A doula's best advocacy tool is to remind her client about choices. If it isn't feasible for the mother to absorb that in any moment, then the next best person is her partner. My client's partner, her husband, was within my reach at that moment. I tapped him on the back and whispered in his ear -- "Do you want to know what the baby weighs, or do you think they'd like more skin-to-skin time?"  He moved quickly from behind his camera and asked the nurse, very politely, for more time, since mom and baby seemed so cozy,  and the nurse agreed.

At 20 minutes of life, so 13 minutes later, the nurse indicated that she needed to weigh the baby  in case she was over 9 lbs and needed blood sugars tested. Baby weighed in at 8.13, and the nurse began to diaper the baby, cover her sweet head with a hat, and then laid out swaddling blankets.

This time the dad was out of my reach, so I couldn't whisper a reminder of all that the mother had read and wanted. It is usually my last option, but I had to exercise it -- and I asked my client in my normal voice, "You can hold her again. Do you want her swaddled, or do you want her naked on your skin?"

The mother's eyes lit up with excitement. "Oh, naked for sure!"

The nurse's jaw stiffenened tight as she began to undo the swaddle. She was definitely displeased and looked at me sternly as she said, "Just be sure the baby is warm enough."
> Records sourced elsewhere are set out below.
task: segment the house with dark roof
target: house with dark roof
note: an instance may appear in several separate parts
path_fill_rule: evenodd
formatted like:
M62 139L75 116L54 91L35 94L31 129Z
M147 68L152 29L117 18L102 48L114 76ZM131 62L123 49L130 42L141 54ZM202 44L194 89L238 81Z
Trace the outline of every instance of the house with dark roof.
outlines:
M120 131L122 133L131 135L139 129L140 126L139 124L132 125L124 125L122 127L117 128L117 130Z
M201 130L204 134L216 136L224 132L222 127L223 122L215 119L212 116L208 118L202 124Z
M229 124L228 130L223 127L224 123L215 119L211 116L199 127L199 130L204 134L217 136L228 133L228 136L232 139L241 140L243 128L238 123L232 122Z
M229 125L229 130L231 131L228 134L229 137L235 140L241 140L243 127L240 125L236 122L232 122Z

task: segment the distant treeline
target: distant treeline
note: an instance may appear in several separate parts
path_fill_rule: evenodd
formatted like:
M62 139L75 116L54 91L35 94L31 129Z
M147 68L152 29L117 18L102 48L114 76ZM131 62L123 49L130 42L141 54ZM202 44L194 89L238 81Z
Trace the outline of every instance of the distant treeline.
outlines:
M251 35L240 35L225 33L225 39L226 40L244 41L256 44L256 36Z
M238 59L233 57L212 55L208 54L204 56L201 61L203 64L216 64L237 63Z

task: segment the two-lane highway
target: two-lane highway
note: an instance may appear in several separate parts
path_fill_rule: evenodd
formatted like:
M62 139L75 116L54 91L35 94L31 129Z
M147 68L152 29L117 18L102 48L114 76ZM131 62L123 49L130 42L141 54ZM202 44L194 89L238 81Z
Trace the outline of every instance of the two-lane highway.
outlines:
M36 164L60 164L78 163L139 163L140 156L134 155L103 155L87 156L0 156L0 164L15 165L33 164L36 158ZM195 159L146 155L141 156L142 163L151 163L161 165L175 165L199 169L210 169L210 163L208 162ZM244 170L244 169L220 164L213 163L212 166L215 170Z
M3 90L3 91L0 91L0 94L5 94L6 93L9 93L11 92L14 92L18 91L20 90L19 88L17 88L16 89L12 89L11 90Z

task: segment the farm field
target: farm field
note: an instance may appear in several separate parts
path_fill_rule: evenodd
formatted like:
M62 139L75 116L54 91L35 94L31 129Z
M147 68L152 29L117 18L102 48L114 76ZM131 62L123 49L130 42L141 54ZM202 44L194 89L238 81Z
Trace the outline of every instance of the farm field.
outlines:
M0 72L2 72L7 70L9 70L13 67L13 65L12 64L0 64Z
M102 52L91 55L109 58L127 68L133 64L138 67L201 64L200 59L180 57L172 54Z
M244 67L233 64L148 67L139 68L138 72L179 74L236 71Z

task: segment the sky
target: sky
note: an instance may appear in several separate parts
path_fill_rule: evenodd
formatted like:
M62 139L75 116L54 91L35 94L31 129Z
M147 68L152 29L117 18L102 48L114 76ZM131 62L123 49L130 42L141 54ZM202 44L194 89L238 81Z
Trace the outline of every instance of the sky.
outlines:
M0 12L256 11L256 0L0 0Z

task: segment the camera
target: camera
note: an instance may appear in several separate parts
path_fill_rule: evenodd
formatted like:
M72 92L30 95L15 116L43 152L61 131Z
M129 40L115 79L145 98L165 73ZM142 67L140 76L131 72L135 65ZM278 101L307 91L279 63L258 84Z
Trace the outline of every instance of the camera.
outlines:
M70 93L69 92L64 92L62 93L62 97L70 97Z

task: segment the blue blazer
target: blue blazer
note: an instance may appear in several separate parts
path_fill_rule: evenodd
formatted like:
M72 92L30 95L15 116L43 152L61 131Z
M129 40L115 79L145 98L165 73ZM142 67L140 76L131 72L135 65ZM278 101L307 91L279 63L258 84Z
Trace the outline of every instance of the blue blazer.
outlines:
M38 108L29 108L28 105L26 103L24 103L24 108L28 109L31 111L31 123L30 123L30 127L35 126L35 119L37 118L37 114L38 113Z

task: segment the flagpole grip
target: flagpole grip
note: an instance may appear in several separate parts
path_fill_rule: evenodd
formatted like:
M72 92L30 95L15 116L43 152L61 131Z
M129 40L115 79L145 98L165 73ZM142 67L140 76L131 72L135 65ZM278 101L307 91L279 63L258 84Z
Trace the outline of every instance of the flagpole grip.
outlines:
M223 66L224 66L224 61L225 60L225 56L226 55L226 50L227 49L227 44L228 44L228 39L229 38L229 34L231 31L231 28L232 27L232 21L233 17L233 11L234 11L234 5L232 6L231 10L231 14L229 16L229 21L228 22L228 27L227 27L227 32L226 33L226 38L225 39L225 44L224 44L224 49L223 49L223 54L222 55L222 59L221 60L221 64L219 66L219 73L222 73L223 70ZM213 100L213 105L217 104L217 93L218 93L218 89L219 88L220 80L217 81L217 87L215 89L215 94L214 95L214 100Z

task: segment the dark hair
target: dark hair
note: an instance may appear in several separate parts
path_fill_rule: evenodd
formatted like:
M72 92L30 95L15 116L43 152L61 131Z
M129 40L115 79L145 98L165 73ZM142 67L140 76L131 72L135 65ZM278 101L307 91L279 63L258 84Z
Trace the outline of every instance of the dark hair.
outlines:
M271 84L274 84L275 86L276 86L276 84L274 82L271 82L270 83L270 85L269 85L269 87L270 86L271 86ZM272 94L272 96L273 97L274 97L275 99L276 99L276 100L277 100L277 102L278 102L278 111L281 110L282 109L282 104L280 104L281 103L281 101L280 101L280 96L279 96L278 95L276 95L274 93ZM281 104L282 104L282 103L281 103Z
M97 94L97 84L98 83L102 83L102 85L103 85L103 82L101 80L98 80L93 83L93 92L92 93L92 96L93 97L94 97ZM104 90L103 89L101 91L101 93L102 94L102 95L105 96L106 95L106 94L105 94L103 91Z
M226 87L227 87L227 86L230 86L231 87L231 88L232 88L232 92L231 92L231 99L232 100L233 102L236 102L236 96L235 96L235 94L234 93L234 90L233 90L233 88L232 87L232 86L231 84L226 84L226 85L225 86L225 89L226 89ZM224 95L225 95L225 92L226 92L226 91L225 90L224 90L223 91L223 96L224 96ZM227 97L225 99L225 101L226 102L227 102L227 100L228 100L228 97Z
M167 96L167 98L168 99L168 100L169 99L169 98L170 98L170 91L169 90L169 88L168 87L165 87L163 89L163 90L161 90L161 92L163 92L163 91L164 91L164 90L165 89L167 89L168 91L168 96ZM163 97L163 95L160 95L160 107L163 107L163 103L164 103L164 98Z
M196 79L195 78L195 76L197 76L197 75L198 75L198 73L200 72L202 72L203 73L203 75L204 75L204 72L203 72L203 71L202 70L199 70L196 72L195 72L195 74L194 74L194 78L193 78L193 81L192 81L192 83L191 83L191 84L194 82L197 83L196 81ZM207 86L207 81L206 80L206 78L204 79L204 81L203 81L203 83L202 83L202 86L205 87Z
So is that the equivalent of taking a patient off a monitor? Is that the same as undoing an IV? Am I a doula behaving badly? That nurse probably thinks so, and I don't think I've done much to advance my field in her eyes.

But I can live with that.

.

2 comments:

Cynthia said...

Your work with these clients is, to me, doulas behaving goodly! You advocated for your clients by helping them to remember what to ask for in those critical moments when they are fuzzy, or tired, or taking photographs, or otherwise occupied AND at the same time wish for certain things to happen, such as having as much skin-to-skin time with baby as possible. I had a very similar situation recently where the baby went to be weighed and was then left on the warmer... really, just left there. No one was doing anything with the babe, and neither mom nor dad realized this, so I gently asked mom if she would like to have her baby with her. She said, "oh yes, please" and asked for her baby. I truly think this is good doula behavior - so long as we're being polite, kind, diplomatic, and mostly, speaking WITH rather than FOR our clients. Nothing like pulling on machinery, in my view. Thank you for a wonderful post.

Meredith said...

It is so infuriating to read about policies and events like this - while speaking out of one side of the mouth they of course advocate for something like skin-to-skin while out of the other side of the mouth it's "we need to weigh the baby, and the baby needs to be swaddled to stay warm." Where is the evidence? Oh right, the evidence shows that baby warms up best when naked against mom.

Both of my doulas were quite respectful and never contradicted hospital staff. But I can see how even respectful conversation to remind the parents of their rights or options can be interpreted as going against the hospital, and it's so sad.